The American College of Cardiology, the American College of Gastroenterology, and the American Heart Association have issued consensus recommendations on when physicians should prescribe proton pump inhibitors (PPIs) in addition to clopidogrel. According to an article published in the Journal of the American College of Cardiology, the societies recommend the use of both therapies in high-risk patients, defined as those with a history of upper GI bleeding; those who are elderly or have Helicobacter pylori infections; or those on steroids, warfarin or NSAIDs.

In a previous document, use of PPI was recommended in patients with risk factors for upper GI bleeding treated with dual antiplatelet therapy. Since its publication, evidence of a potential adverse drug interaction between PPIs and thienopyridines has emerged. However, “it has been difficult for practitioners to assimilate this flood of information and to develop optimal treatment strategies for managing patients who might benefit from antiplatelet therapy, yet who might suffer from GI bleeding.”

The goal of the new report is to provide provisional guidance for clinical management, and highlight areas of future research necessary to address current knowledge gaps, the authors wrote.

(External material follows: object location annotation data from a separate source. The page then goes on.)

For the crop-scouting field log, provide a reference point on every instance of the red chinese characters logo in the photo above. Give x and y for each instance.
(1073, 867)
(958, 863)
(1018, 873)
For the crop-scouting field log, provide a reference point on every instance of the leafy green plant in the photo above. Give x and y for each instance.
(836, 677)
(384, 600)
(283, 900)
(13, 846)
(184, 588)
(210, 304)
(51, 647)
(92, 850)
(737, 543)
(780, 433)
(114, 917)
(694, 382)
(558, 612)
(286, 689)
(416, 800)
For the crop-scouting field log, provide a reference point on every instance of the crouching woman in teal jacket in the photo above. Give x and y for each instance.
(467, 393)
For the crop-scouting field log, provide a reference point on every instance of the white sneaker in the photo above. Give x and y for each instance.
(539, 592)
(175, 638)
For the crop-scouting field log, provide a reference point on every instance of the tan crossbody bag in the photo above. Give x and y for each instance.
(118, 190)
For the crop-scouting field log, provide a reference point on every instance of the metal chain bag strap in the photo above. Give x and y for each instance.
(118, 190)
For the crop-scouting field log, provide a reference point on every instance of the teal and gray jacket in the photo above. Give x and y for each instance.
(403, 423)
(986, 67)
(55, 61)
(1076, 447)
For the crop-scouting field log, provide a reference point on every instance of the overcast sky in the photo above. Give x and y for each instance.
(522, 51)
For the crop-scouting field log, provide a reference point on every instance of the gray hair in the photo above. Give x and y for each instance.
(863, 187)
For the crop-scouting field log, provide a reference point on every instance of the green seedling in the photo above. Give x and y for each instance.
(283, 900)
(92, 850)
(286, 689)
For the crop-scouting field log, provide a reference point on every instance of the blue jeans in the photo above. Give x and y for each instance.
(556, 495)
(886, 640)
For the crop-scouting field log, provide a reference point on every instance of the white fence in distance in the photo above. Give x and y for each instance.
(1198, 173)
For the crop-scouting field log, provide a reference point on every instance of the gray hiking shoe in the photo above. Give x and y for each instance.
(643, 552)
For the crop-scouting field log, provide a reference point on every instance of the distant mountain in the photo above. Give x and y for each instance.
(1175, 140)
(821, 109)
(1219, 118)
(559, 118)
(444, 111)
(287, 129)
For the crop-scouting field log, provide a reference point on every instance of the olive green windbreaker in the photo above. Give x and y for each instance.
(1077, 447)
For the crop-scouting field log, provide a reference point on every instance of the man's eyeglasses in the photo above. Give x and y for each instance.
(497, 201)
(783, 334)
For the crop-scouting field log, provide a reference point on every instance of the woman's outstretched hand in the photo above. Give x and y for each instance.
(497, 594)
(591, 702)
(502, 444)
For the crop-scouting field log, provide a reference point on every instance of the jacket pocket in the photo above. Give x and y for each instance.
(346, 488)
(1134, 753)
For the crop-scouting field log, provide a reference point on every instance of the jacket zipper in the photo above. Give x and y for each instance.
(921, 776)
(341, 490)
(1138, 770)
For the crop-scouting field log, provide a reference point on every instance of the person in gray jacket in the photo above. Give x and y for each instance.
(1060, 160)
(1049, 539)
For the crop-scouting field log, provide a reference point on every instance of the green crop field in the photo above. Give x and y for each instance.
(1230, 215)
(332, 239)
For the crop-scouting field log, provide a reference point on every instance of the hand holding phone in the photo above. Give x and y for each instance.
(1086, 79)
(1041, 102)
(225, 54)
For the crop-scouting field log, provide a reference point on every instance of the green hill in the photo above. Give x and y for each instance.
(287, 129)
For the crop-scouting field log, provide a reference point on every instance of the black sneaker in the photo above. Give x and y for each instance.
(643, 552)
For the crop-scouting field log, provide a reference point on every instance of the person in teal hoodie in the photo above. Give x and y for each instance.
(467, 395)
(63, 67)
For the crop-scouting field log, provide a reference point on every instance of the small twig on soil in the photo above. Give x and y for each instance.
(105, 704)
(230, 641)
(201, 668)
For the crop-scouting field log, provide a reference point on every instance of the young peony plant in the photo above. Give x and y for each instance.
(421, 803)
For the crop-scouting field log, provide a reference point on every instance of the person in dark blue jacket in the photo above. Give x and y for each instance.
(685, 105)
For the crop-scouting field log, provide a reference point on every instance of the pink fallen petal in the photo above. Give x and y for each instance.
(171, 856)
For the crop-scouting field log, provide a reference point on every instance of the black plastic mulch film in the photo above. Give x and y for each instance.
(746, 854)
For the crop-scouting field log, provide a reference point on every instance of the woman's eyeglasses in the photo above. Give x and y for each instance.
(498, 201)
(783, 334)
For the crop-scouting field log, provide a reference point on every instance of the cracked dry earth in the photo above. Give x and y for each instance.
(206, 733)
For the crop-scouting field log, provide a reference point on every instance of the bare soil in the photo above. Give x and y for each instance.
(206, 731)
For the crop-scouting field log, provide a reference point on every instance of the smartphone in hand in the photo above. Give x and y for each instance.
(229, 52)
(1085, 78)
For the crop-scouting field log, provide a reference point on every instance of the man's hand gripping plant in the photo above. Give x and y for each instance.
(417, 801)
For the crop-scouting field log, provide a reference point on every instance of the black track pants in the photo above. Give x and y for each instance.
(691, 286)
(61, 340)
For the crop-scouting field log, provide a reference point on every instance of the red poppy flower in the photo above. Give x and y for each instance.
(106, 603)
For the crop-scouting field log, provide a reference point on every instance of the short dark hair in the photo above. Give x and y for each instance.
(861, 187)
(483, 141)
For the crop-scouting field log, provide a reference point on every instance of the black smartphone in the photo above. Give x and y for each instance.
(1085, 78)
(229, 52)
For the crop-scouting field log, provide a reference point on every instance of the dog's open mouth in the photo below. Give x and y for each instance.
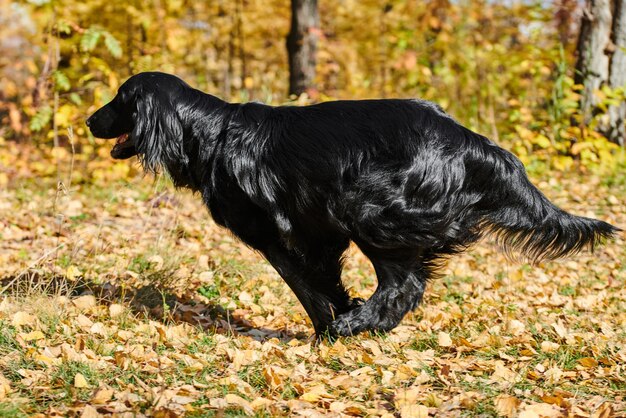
(124, 147)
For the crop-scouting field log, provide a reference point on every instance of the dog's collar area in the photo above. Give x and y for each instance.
(122, 138)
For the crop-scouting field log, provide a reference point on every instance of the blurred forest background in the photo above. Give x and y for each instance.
(503, 68)
(121, 297)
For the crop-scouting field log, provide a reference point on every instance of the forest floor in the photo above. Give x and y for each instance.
(121, 296)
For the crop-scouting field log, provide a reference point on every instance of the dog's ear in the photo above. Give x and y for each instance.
(158, 132)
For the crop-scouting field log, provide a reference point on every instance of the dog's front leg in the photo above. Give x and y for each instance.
(316, 280)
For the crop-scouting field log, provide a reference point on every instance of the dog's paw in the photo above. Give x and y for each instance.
(355, 303)
(349, 323)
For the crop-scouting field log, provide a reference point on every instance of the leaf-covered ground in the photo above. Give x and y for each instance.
(122, 297)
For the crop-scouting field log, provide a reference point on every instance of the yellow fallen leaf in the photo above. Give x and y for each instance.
(85, 302)
(540, 410)
(116, 310)
(90, 412)
(80, 381)
(414, 411)
(549, 347)
(506, 405)
(444, 340)
(233, 399)
(102, 395)
(72, 273)
(21, 318)
(33, 336)
(515, 327)
(588, 362)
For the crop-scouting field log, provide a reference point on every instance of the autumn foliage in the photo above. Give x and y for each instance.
(120, 296)
(504, 69)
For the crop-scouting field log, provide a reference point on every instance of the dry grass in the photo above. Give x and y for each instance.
(122, 297)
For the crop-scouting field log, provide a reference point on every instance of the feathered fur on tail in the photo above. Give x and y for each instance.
(538, 229)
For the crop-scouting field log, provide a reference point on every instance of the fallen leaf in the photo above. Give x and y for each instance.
(444, 340)
(80, 381)
(506, 405)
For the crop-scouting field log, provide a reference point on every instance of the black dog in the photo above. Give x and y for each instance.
(400, 178)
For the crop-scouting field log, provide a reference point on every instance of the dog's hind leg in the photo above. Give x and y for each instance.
(402, 278)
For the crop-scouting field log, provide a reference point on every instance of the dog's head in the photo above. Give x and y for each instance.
(143, 118)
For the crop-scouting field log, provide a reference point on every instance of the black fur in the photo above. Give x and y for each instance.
(400, 178)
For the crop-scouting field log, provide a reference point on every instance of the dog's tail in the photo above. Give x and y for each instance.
(529, 223)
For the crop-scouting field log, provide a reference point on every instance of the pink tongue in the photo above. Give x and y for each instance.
(121, 139)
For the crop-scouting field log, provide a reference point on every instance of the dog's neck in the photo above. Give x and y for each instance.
(205, 120)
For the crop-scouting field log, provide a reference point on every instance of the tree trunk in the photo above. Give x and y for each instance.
(602, 61)
(302, 45)
(592, 68)
(617, 78)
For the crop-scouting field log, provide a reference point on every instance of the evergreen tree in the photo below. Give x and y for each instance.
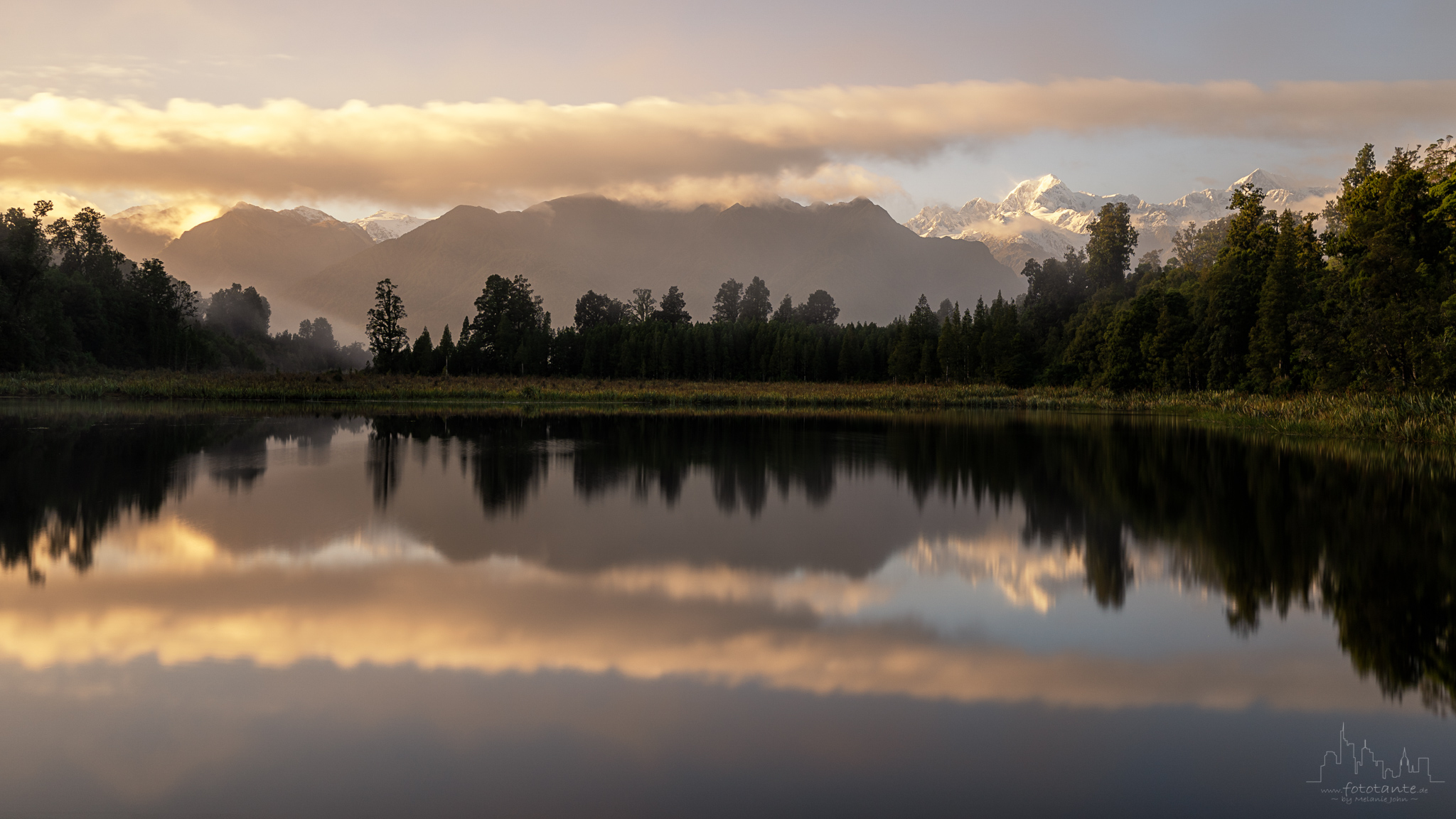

Key findings from the recommendations are as follows:

  1. Clopidogrel reduces major cardiovascular (CV) disease events compared with placebo or aspirin.
  2. Dual antiplatelet therapy with clopidogrel and aspirin, compared with aspirin alone, reduces major CV events in patients with established ischemic heart disease, and it reduces coronary stent thrombosis but is not routinely recommended for patients with prior ischemic stroke because of the risk of bleeding.
  3. Clopidogrel alone, aspirin alone, and their combination are all associated with increased risk of GI bleeding.
  4. Patients with prior GI bleeding are at highest risk for recurrent bleeding on antiplatelet therapy. Other clinical characteristics that increase the risk of GI bleeding include advanced age; concurrent use of anticoagulants, steroids, or nonsteroidal anti-inflammatory drugs (NSAIDs) including aspirin; and Helicobacter pylori infection. The risk of GI bleeding increases as the number of risk factors increases.
  5. Use of a PPI or histamine H2 receptor antagonist (H2RA) reduces the risk of upper GI bleeding compared with no therapy. PPIs reduce upper GI bleeding to a greater degree than do H2RAs.
  6. PPIs are recommended to reduce GI bleeding among patients with a history of upper GI bleeding. PPIs are appropriate in patients with multiple risk factors for GI bleeding who require antiplatelet therapy.
  7. Routine use of either a PPI or an H2RA is not recommended for patients at lower risk of upper GI bleeding, who have much less potential to benefit from prophylactic therapy.
  8. Clinical decisions regarding concomitant use of PPIs and thienopyridines must balance overall risks and benefits, considering both CV and GI complications.
  9. Pharmacokinetic and pharmacodynamic studies, using platelet assays as surrogate endpoints, suggest that concomitant use of clopidogrel and a PPI reduces the antiplatelet effects of clopidogrel. The strongest evidence for an interaction is between omeprazole and clopidogrel. It is not established that changes in these surrogate endpoints translate into clinically meaningful differences.
  10. Observational studies and a single randomized clinical trial (RCT) have shown inconsistent effects on CV outcomes of concomitant use of thienopyridines and PPIs. A clinically important interaction cannot be excluded, particularly in certain subgroups, such as poor metabolizers of clopidogrel.
  11. The role of either pharmacogenomic testing or platelet function testing in managing therapy with thienopyridines and PPIs has not yet been established.